Block-Based Processing for Cache Optimization
#include <iostream>
#include <vector>
#include <chrono>
const size_t SIZE = 1000;
const size_t BLOCK_SIZE = 32;
void blockMatrixMultiply(const std::vector<std::vector<int>>& A,
const std::vector<std::vector<int>>& B,
std::vector<std::vector<int>>& C) {
for (size_t i = 0; i < SIZE; i += BLOCK_SIZE) {
for (size_t j = 0; j < SIZE; j += BLOCK_SIZE) {
for (size_t k = 0; k < SIZE; k += BLOCK_SIZE) {
for (size_t ii = i; ii < std::min(i + BLOCK_SIZE, SIZE); ++ii) {
for (size_t jj = j; jj < std::min(j + BLOCK_SIZE, SIZE); ++jj) {
long long sum = 0;
for (size_t kk = k; kk < std::min(k + BLOCK_SIZE, SIZE); ++kk) {
sum += static_cast<long long>(A[ii][kk]) * B[kk][jj];
}
C[ii][jj] += static_cast<int>(sum);
}
}
}
}
}
}
int main() {
std::vector<std::vector<int>> A(SIZE, std::vector<int>(SIZE, 1));
std::vector<std::vector<int>> B(SIZE, std::vector<int>(SIZE, 2));
std::vector<std::vector<int>> C(SIZE, std::vector<int>(SIZE, 0));
auto start = std::chrono::high_resolution_clock::now();
blockMatrixMultiply(A, B, C);
auto end = std::chrono::high_resolution_clock::now();
auto duration = std::chrono::duration_cast<std::chrono::milliseconds>(end - start);
std::cout << "Execution time: " << duration.count() << " ms" << std::endl;
return 0;
}
Block-based computation reduces cache misses by processing smaller chunks that fit within cache levels.

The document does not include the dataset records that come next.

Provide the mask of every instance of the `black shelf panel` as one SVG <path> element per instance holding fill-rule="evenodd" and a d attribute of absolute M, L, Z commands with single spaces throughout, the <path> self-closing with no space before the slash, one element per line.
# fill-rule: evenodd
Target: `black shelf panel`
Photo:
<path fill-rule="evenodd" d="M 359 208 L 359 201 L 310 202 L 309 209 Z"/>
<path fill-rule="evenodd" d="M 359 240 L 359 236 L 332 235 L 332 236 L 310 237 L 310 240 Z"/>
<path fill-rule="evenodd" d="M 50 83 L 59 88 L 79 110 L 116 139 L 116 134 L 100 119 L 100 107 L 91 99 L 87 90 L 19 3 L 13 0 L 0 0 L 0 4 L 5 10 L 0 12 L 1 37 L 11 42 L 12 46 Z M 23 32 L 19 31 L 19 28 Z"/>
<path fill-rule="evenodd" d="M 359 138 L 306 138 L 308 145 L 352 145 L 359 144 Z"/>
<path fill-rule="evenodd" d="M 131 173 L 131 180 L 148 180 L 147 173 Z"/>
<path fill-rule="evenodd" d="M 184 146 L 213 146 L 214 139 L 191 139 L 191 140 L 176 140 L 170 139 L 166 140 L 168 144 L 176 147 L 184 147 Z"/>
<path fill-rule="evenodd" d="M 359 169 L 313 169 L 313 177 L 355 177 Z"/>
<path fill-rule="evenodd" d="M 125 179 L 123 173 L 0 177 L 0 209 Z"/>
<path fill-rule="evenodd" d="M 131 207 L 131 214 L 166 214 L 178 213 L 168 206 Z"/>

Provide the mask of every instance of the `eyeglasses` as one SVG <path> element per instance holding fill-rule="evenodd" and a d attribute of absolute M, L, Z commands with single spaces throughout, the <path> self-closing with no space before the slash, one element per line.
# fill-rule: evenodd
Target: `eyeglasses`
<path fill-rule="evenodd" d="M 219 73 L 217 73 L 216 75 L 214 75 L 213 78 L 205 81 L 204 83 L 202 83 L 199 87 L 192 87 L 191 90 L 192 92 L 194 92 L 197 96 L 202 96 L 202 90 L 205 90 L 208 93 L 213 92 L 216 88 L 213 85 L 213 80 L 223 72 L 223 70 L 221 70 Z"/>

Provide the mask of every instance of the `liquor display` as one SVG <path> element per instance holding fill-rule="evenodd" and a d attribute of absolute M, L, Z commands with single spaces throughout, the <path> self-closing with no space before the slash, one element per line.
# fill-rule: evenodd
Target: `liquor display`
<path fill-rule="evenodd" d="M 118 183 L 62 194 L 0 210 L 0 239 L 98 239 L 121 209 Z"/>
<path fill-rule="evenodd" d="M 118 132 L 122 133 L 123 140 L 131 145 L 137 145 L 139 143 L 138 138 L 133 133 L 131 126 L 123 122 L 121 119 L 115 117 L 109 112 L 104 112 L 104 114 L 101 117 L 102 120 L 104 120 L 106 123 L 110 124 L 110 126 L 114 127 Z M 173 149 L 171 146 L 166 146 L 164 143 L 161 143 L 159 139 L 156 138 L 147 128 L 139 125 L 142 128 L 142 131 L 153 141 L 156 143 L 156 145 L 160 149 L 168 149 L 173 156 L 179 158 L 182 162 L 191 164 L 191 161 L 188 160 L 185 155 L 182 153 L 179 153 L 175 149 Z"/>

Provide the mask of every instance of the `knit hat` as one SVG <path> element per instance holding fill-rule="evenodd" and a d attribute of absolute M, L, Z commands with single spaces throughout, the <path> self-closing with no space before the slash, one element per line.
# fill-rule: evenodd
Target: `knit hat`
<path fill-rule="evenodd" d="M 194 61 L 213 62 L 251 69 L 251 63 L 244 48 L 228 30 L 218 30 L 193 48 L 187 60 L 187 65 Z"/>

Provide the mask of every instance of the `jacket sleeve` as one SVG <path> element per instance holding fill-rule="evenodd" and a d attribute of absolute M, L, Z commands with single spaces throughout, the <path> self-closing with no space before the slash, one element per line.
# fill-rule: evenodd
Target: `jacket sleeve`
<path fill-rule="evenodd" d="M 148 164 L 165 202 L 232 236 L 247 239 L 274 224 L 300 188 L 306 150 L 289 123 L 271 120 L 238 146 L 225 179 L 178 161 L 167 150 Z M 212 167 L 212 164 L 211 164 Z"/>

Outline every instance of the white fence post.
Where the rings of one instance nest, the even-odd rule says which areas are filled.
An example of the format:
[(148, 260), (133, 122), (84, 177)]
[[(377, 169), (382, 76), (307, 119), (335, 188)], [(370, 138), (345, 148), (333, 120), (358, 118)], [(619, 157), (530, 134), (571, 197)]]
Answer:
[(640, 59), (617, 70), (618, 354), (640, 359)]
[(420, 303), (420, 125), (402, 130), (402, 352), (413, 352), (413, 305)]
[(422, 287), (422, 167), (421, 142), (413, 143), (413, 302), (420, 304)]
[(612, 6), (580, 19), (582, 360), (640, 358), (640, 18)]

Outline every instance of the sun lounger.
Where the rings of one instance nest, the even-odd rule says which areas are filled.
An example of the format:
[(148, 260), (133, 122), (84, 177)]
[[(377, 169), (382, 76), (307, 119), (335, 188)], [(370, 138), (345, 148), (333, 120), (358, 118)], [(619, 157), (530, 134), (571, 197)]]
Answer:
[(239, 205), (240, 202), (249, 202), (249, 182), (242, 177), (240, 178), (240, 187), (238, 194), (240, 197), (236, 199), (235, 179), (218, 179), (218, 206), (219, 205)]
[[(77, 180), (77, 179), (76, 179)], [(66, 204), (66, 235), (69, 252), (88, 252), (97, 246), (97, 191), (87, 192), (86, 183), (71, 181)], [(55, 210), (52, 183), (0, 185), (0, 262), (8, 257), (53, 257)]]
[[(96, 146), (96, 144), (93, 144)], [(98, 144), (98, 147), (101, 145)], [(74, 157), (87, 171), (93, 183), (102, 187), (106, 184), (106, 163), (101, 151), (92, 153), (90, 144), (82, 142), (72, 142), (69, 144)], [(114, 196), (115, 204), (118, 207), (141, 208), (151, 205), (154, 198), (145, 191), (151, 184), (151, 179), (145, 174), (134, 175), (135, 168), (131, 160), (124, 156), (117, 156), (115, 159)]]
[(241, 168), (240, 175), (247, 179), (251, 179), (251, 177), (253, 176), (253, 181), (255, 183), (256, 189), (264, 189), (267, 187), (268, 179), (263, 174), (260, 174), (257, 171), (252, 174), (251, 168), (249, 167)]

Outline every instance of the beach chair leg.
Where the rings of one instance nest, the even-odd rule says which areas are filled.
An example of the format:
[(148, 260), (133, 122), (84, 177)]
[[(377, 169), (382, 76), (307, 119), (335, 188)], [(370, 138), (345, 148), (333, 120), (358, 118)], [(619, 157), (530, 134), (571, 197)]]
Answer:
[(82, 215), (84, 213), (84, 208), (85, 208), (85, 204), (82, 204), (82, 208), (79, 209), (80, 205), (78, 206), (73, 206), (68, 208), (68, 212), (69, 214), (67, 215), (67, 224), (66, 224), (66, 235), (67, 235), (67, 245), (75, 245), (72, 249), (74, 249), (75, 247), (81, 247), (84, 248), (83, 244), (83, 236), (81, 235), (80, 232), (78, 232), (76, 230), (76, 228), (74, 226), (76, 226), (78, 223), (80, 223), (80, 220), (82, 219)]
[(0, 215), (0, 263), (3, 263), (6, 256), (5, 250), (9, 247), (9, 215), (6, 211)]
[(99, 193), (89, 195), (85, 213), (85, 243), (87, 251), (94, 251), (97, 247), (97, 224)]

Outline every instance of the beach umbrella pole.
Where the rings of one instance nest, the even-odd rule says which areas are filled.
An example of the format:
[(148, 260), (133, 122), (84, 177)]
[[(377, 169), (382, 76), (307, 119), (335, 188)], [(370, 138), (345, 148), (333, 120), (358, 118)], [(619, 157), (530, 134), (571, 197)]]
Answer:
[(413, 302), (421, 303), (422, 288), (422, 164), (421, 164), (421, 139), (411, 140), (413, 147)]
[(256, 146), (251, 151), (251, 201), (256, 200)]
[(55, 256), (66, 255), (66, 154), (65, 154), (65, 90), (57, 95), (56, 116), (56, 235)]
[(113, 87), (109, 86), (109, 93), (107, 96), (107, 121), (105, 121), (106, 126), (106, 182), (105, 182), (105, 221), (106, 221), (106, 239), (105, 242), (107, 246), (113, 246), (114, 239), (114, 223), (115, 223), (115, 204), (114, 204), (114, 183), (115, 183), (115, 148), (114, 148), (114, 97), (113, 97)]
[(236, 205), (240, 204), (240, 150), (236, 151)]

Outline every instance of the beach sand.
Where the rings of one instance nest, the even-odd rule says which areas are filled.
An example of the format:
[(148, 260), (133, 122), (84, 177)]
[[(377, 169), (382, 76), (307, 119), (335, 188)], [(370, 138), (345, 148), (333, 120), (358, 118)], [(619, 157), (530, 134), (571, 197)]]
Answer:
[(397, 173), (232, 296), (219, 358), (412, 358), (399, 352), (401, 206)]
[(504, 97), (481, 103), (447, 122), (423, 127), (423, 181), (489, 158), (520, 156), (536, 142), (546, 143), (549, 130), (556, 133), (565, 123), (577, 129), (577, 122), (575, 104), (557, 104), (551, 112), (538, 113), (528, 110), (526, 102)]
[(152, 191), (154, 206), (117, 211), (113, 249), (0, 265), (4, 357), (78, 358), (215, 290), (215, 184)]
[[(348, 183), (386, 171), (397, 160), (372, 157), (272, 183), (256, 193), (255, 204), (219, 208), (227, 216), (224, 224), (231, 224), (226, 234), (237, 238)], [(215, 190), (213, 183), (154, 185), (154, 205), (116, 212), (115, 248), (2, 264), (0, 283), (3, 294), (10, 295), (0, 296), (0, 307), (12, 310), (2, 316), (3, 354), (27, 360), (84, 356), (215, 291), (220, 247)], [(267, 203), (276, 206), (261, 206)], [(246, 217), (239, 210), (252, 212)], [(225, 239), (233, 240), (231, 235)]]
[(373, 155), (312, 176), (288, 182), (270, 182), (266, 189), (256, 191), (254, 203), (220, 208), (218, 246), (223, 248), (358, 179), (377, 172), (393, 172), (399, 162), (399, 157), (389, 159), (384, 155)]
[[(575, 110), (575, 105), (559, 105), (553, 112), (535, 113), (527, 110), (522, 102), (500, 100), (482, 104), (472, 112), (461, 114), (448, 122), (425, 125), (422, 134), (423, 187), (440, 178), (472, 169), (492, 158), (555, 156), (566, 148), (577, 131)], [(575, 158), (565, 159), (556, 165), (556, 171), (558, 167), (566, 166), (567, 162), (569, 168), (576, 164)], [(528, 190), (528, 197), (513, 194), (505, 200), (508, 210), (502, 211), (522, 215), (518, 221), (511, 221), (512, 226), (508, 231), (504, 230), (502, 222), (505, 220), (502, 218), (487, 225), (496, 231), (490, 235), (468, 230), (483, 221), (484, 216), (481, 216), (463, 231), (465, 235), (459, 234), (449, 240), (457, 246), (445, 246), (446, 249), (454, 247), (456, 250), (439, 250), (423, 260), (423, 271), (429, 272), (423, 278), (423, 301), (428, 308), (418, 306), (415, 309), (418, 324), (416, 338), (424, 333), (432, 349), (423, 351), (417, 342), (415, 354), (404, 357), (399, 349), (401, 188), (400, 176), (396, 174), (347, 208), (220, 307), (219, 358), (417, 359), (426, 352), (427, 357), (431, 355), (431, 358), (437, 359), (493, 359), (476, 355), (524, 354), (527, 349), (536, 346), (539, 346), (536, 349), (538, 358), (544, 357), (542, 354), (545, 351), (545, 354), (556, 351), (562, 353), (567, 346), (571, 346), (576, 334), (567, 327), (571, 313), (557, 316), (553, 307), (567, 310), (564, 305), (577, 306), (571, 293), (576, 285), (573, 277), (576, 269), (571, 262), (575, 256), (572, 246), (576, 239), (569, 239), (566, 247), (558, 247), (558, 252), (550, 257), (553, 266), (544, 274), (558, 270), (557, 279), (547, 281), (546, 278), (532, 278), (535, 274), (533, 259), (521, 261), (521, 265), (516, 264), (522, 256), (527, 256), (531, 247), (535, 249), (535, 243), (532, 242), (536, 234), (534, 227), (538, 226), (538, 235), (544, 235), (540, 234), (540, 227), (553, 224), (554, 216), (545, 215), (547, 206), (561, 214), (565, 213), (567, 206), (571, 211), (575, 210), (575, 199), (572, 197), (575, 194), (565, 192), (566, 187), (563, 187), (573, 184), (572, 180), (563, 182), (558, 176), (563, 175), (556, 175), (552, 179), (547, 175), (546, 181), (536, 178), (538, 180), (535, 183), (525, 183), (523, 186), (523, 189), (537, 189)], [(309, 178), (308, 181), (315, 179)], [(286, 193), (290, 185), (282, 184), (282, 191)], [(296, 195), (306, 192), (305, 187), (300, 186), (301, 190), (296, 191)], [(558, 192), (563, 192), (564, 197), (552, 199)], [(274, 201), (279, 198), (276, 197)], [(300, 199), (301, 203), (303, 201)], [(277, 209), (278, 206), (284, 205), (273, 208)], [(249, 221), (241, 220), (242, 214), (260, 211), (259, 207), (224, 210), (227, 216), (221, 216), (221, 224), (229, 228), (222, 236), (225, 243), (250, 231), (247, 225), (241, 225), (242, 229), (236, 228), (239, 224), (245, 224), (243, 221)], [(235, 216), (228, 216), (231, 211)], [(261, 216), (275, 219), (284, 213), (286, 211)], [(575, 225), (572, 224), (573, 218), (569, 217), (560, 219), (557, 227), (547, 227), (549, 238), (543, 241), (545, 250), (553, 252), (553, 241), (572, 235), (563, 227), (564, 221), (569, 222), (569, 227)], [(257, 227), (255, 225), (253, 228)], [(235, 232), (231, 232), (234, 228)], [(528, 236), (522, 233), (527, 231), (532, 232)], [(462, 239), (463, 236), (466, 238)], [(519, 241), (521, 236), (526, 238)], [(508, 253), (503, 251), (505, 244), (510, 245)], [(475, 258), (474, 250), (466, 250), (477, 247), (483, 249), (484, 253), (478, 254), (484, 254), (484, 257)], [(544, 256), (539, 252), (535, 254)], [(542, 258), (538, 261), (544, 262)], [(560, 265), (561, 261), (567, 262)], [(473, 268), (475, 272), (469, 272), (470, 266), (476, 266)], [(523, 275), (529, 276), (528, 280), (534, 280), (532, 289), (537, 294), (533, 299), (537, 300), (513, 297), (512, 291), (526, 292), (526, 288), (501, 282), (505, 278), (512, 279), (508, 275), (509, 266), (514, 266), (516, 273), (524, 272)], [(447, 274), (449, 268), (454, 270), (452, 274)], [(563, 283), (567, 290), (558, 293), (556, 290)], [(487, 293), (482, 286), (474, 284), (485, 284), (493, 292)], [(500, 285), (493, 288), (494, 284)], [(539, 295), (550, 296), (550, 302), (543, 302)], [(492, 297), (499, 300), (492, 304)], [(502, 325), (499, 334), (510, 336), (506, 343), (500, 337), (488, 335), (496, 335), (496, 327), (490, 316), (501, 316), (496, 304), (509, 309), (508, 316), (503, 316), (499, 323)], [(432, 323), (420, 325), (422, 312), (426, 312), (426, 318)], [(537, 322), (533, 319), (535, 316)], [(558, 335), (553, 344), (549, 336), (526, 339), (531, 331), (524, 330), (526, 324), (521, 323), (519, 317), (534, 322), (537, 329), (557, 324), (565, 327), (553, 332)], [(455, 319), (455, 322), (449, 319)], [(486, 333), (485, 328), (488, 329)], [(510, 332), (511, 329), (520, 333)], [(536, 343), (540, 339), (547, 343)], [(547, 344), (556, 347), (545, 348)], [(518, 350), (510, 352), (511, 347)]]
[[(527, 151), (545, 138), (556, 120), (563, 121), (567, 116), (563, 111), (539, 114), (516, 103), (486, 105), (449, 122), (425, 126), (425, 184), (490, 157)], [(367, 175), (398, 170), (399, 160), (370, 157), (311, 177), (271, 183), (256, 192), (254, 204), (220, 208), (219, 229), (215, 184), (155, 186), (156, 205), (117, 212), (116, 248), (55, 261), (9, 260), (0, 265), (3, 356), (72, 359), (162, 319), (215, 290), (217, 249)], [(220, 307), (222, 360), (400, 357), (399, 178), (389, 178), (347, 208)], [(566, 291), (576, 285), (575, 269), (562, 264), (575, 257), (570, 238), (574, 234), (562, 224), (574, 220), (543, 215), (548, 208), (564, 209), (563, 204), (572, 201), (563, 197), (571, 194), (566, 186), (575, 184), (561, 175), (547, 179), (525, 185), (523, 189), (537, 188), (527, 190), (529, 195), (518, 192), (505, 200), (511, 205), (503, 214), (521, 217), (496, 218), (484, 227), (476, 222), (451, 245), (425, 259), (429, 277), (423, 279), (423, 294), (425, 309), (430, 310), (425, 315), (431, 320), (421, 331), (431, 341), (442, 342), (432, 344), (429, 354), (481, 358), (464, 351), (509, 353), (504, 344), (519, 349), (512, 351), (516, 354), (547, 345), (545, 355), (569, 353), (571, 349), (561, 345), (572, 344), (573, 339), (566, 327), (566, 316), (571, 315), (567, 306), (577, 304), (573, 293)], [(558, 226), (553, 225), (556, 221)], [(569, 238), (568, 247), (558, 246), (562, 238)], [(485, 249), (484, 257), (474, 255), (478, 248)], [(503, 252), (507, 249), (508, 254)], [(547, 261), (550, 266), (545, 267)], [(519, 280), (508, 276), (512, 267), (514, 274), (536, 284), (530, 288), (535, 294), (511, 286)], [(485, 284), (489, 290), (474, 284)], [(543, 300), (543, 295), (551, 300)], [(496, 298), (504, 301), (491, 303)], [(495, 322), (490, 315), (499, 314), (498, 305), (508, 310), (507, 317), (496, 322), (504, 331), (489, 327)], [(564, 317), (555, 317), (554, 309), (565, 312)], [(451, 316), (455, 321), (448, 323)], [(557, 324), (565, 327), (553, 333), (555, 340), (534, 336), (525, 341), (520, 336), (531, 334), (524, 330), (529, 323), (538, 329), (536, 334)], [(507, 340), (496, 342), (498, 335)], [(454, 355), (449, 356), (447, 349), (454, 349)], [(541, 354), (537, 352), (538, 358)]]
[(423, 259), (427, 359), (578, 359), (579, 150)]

Sequential Access Patterns
#include <iostream>
#include <vector>
const size_t ROWS = 1000;
const size_t COLS = 1000;
void processMatrix(std::vector<std::vector<int>>& matrix) {
long long sum = 0;
for (size_t row = 0; row < ROWS; ++row) {
for (size_t col = 0; col < COLS; ++col) {
sum += matrix[row][col];
}
}
std::cout << "Sum: " << sum << std::endl;
}
int main() {
std::vector<std::vector<int>> matrix(ROWS, std::vector<int>(COLS, 0));
// Initialize matrix values
for (size_t row = 0; row < ROWS; ++row) {
for (size_t col = 0; col < COLS; ++col) {
matrix[row][col] = static_cast<int>(row * COLS + col);
}
}
processMatrix(matrix);
return 0;
}
Row-major order traversal maximizes cache performance by ensuring sequential memory access patterns.
Efficient Data Structures
#include <iostream>
#include <vector>
class Stack {
private:
std::vector<int> storage;
public:
void push(int value) {
storage.push_back(value);
}
int pop() {
if (storage.empty()) {
throw std::runtime_error("Stack underflow");");
}
int top = storage.back();
storage.pop_back();
return top;
}
bool empty() const {
return storage.empty();
}
};
int main() {
Stack stack;
stack.push(10);
stack.push(20);
stack.push(30);
std::cout << stack.pop() << std::endl; // Outputs 30
std::cout << stack.pop() << std::endl; // Outputs 20
std::cout << stack.pop() << std::endl; // Outputs 10
return 0;
}
Using vectors for stack implemantation provides optimal cache performance due to their contiguous memory layout.